New oxidation states for neptunium organometallic complexes

Macrocyclic ligand enables formation of NpII and NpIII complexes with covalent bonds

by Jyllian Kemsley
June 6, 2016 | A version of this story appeared in Volume 94, Issue 23

Understanding actinide chemistry is critical for nuclear waste treatment as well as for illuminating the role of f orbitals in bonding and reactivity. Researchers have made a leap forward in neptunium chemistry, preparing the first NpII and NpIII organometallic complexes (Nat.
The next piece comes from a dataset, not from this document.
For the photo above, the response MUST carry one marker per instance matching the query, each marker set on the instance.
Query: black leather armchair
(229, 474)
Chem. 2016, DOI: 10.1038/nchem.2520). Working at the Institute for Transuranium Elements, a team led by Polly L. Arnold of the University of Edinburgh combined radioactive NpCl4 and a macrocyclic ligand, trans-calix[2]benzene[2]pyrrole, to form a mononuclear NpIII complex with the Np bound to the nitrogens of the pyrrole groups and sandwiched between the aryl rings; a fifth bond goes to Cl. The researchers reduced the complex to form a similar NpII structure in which the Cl is replaced by a neutral molecule of the solvent, dimethoxyethane, bound through its oxygens via a bidentate linkage. The NpII complex decays to a binuclear NpIII complex. Analysis of the mononuclear NpIII complex indicates that its bonds are more covalent than those in the analogous uranium(III) complex, with the covalency arising from spatial overlap of orbitals, the team says.